Make no mistake, the thousands of 7-Elevens in Japan have become part of the culture and a critical supply chain provider of so much. I was present when in Japan when the purchase took place in 1991. The stores were popular but in the last decades they have taken off and are clearly everywhere. Other konbini stores that are prolific are FamilyMart, Daily Yamazaki and Lawson. In my hometown on Tsuru, I had a Daily store and a FamilyMart within walking distance. I preferred FamilyMart for their fresh sandwiches. However, both had fresh foods I liked that they were close. A 7-Eleven was about a 20 minute drive from by scooter so I went there from time to time. Back then the Slurpees were limited to a few flavours and like a lot of Canadians outside Canada, I felt the Slurpees were different and not as good. I have felt this way about Slurpees in the U.S. as well.
As far as the rest of the store went, it had snacks and product not found in Canada. Fresh sushi is always there as well as rice balls. However, at Japanese 7-Elevens you can buy concert tickets and pay bills in addition to the ATM. All Japanese stores have free Wi-Fi which is a popular attraction. It doesn't appear to be the case in Canada or the U.S. as a corporate-wide thing. It is just a few examples of how service is all about how Japanese 7-Eleven's operate.

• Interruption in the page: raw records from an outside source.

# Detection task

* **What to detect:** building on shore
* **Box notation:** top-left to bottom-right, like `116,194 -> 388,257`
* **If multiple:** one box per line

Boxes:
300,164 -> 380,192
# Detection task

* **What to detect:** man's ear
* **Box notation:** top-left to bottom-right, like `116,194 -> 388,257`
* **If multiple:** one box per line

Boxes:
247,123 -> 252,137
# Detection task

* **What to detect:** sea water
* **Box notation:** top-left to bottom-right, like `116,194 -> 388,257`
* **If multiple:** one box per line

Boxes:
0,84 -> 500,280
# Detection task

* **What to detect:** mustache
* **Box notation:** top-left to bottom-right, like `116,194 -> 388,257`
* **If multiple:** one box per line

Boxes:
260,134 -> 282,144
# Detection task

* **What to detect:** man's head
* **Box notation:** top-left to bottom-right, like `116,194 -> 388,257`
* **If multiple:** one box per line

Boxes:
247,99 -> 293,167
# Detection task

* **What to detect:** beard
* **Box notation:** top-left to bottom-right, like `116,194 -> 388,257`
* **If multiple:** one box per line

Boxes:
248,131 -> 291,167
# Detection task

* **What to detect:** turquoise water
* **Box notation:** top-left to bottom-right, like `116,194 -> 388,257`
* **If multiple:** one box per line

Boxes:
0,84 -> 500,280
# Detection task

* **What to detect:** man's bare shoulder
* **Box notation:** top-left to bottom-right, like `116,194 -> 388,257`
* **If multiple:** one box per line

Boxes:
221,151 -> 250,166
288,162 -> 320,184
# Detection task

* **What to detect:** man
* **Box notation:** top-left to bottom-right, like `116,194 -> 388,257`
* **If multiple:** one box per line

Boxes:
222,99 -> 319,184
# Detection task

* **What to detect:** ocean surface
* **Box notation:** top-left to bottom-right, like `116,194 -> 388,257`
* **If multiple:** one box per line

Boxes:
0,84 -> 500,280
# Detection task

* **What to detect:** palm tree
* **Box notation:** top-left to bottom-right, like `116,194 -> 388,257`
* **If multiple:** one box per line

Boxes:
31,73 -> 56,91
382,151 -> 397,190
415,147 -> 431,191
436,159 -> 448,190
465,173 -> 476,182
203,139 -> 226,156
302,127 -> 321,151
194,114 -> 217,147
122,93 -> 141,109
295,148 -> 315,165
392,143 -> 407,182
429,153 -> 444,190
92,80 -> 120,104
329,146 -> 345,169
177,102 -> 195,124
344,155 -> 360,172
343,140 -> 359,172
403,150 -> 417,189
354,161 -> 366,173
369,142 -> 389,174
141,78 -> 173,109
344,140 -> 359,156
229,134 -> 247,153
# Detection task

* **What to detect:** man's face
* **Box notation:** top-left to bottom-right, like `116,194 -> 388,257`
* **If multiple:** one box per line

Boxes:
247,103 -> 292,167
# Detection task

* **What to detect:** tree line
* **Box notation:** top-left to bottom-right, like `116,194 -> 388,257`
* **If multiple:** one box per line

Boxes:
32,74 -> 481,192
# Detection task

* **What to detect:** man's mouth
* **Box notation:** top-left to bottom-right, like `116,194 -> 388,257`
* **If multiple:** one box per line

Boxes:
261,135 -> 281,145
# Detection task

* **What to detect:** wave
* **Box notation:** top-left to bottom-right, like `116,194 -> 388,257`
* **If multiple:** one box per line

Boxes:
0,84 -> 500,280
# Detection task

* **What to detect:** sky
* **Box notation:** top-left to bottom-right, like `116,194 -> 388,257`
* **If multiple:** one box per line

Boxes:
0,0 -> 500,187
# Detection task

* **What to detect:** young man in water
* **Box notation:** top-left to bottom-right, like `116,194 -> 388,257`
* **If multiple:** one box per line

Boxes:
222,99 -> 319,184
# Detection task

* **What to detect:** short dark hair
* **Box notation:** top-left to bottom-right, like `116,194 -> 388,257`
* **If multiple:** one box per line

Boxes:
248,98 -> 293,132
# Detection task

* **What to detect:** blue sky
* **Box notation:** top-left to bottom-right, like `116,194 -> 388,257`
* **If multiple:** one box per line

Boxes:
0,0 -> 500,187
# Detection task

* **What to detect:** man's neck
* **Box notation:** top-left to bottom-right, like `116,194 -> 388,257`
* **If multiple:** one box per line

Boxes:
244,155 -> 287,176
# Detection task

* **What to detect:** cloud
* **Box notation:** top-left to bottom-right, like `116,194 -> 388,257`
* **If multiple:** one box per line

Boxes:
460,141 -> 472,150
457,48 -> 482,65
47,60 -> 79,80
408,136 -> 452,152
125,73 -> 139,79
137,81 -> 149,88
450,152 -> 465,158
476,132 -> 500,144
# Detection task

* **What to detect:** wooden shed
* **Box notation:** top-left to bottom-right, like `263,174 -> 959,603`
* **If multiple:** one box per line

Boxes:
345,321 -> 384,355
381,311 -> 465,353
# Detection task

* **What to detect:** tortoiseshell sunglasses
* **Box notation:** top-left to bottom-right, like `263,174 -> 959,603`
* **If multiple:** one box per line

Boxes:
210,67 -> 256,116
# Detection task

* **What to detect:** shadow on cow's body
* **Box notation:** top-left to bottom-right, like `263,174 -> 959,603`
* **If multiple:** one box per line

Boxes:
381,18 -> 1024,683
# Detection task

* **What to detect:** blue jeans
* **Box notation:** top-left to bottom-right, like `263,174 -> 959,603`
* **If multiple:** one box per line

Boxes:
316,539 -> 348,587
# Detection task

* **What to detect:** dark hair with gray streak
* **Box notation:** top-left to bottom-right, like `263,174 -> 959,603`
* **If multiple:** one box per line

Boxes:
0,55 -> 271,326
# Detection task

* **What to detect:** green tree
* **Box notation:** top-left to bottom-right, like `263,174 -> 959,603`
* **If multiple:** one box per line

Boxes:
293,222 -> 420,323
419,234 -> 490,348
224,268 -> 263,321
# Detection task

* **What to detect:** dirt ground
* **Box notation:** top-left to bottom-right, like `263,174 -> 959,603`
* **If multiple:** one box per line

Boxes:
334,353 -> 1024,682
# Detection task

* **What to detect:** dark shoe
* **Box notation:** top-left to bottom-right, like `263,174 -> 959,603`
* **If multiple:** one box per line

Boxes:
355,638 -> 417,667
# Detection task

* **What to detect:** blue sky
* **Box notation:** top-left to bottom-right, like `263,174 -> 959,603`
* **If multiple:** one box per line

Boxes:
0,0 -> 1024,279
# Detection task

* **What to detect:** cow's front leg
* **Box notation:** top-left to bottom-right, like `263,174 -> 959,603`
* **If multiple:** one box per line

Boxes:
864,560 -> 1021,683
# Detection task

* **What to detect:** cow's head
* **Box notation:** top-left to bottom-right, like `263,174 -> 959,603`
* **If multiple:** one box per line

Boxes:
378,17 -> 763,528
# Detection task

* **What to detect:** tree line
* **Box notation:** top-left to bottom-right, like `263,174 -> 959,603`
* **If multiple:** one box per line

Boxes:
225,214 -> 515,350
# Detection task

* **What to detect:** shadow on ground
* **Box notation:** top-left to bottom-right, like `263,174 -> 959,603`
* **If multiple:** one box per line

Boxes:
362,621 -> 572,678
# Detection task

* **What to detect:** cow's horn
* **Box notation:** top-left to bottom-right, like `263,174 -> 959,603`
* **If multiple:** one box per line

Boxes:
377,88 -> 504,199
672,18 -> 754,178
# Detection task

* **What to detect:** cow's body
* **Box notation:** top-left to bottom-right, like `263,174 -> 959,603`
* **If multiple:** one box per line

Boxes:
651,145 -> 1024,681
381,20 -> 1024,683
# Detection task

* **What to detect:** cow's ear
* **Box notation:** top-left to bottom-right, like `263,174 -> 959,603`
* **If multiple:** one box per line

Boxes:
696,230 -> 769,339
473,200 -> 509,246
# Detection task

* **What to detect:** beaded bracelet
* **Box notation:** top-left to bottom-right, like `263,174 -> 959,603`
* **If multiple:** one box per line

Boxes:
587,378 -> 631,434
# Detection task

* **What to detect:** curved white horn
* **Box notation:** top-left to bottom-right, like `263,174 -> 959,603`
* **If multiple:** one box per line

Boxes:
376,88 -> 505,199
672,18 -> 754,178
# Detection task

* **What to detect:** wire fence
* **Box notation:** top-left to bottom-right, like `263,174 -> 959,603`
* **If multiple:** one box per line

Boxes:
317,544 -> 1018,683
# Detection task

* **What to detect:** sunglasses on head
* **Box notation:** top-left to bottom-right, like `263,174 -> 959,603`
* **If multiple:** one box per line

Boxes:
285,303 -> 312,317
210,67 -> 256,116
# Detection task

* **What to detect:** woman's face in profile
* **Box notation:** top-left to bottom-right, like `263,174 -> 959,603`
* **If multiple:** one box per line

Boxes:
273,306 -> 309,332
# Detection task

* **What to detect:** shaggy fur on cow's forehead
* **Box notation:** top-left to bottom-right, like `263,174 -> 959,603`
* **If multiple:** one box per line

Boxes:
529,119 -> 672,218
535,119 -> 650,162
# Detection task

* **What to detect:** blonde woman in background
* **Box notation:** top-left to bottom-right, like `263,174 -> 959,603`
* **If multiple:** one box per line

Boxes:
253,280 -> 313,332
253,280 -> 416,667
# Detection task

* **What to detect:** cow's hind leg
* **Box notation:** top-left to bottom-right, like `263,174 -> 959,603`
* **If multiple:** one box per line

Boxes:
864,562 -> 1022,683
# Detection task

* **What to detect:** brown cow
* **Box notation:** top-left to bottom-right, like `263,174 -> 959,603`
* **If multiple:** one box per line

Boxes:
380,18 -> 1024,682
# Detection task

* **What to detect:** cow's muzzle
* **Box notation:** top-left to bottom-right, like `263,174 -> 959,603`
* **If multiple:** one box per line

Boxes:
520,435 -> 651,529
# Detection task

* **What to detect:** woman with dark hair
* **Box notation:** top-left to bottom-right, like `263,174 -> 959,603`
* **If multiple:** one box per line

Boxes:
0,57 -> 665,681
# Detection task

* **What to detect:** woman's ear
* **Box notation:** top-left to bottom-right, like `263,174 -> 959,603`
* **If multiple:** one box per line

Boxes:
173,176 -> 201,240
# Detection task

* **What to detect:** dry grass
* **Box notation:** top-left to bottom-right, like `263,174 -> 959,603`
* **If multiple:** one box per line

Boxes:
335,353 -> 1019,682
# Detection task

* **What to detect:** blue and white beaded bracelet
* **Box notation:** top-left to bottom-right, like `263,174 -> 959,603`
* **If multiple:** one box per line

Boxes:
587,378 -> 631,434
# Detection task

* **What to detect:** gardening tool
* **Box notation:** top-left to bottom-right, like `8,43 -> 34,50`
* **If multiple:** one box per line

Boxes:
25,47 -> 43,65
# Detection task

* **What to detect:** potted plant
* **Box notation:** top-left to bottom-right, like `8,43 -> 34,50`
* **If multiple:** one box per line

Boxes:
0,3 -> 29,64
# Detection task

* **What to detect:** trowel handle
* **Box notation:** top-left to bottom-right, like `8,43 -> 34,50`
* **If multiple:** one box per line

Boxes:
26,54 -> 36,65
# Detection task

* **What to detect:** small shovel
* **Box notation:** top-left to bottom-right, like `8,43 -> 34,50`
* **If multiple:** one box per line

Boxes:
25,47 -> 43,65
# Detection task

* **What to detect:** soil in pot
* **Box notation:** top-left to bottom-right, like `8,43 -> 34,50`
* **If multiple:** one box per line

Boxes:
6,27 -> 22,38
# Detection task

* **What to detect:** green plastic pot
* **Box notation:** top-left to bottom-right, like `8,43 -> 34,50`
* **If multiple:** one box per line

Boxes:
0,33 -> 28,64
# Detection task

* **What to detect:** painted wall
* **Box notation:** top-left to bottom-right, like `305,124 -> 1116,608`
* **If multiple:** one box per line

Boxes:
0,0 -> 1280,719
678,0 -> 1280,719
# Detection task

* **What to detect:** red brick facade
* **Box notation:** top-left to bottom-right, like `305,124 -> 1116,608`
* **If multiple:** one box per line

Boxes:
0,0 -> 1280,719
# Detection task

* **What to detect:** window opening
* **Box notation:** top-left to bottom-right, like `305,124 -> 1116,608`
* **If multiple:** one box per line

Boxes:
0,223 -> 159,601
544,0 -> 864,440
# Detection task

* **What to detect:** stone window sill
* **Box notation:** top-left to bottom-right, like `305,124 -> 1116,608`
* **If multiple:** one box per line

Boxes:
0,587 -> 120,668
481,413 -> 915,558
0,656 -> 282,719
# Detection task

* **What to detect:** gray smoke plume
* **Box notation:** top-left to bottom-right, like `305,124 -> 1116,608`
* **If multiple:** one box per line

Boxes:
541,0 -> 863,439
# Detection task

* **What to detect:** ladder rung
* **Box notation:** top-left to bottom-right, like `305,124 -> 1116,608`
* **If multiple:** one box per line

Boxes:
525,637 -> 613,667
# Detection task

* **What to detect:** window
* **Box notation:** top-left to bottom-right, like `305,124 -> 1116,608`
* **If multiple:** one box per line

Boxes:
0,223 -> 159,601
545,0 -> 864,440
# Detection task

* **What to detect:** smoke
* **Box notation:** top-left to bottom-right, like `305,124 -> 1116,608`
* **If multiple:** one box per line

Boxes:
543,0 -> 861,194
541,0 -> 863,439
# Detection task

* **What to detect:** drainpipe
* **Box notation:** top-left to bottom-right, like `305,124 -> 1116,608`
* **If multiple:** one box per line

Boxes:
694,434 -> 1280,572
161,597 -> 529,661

Canada does innovate in ways unique to its market. Throughout Canada, a large number of stores will be serving alcohol in a small lounges. In Winnipeg that will be at their Ness location where 10 seats will be reserved for 18 and older for cider, beer and wine. The area will be open 12 to 11 every day. Some people thought it was a bad idea but some people thought movie theatres and alcohol was a bad idea and today Cineplex in Canada outperforms the market.
Some 7-Elevens in Canada sell gas but it is seen less in Manitoba than other areas. Circle K in North America is more likely to be a seller of gas. Another offer is likely for 7-Eleven from Circle K soon. However, it is entirely possible that Circle K makes an approach to Mitsubishi to buy Lawson instead. The convenience store subsidiary is enormous as well and might be more amenable to a purchase offer.
Regardless if Circle K and 7-Eleven become one company, it is likely they will continue to innovate and offer more fresh food. In Winnipeg, the big question is how will 7-Eleven and other convenience stores deal with the issue of crime. In Japan crime is not something most of the stores have to worry about. In much of Japan, vending machines are everywhere which seems impossible in much of Canada.
If the companies ever combined in Canada, it would mean the 2,100 stores of Circle K and the 620 stores of 7-Eleven would start to have the synergy that Japan has to keep prices down and deliveries coming a few time a day. It still would come close to the amount of stores Japan has and how much competition there is.